Victoria was cooking in her home economics class when she got burned in the face. When John found out, he visited her two days later and brought a plant as a get-well gift.
"He proposed right after that," Victoria said. But she didn't accept right away.
"I said, 'Just a minute. I have to think about it,' " she said.
The couple got married Oct. 28, 1939, on a snowy day, Victoria remembered, and then took a train to New York for the World's Fair for a weeklong honeymoon.
John worked at Niagara Mohawk for 46 years, retiring at 73.
They had three daughters -- Paula Kurzawa, Francie Smith and Joanne -- and two sons, Joseph and Thomas.
And John and Victoria put them all through college, except Joanne, who was born with special needs. John and Victoria were her primary caregivers until she died in 2007 at age 41.
Except for Thomas, all of the kids live in the Buffalo area.
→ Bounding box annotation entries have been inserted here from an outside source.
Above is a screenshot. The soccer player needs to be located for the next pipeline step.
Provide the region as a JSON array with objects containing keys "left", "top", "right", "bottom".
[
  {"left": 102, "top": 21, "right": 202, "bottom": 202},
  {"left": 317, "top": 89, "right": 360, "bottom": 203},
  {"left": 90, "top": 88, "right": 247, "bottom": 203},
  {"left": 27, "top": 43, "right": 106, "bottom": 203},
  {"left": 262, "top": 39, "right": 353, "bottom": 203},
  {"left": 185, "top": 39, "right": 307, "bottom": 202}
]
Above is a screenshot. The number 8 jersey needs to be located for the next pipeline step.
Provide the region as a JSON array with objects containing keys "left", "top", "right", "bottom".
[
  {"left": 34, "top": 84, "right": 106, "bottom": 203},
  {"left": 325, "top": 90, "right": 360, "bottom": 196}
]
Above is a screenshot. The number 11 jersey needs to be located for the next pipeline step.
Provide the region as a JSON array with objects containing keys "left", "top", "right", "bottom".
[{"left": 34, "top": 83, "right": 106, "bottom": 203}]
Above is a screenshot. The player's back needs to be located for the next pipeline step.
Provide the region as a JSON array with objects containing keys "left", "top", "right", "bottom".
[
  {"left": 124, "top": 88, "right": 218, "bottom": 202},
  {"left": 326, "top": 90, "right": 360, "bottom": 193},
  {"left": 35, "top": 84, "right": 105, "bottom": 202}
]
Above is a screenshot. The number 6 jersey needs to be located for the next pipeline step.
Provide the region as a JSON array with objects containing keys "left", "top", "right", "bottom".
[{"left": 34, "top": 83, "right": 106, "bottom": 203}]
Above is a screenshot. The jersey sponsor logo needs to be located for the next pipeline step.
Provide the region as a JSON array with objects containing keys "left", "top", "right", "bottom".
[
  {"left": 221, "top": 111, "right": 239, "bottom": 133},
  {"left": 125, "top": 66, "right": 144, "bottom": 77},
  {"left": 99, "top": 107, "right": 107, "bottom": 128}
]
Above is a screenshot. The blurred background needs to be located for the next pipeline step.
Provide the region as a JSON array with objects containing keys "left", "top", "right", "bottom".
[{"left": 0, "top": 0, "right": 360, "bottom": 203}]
Today, John and Victoria have 10 grandchildren and three great-grandchildren.
"They are happiest when family is together," Thomas said.
The couple still live in the same house they moved into in 1964. John helped build the home. Their daughter Francie lives across the street.
And even though they both are in their 90s, the two keep busy.
John drives them both to 4:30 p.m. Mass every Saturday at Fourteen Holy Helpers Catholic Church, about a block from their house. They have been members there for at least 70 years.
Up until two years ago, John bowled on four teams, and he still plays pinochle at the West Seneca Senior Center and at their church.
He's been making his own wine for years.
And long before organic foods became hip, John was growing all the vegetables his family ate in a garden adjacent to his house and in a small plot in the backyard. He still gardens, Smith said.
Victoria used to make sauce from scratch with the tomatoes from the garden, where John grew about 35 varieties.
Her homemade ravioli was her family's favorite dish.
Primarily a homemaker, Victoria ran a produce stand while raising her children. She also rented out apartments in properties the couple owned. And she found time to volunteer with special-needs kids.
"I wasn't lazy," said Victoria, who has her own advice for a long, happy marriage.
"There's always gonna be some things he doesn't like and something you don't like. There will always be mistakes," she said. "You gotta make a little compromise. Before you know it, it's all gone."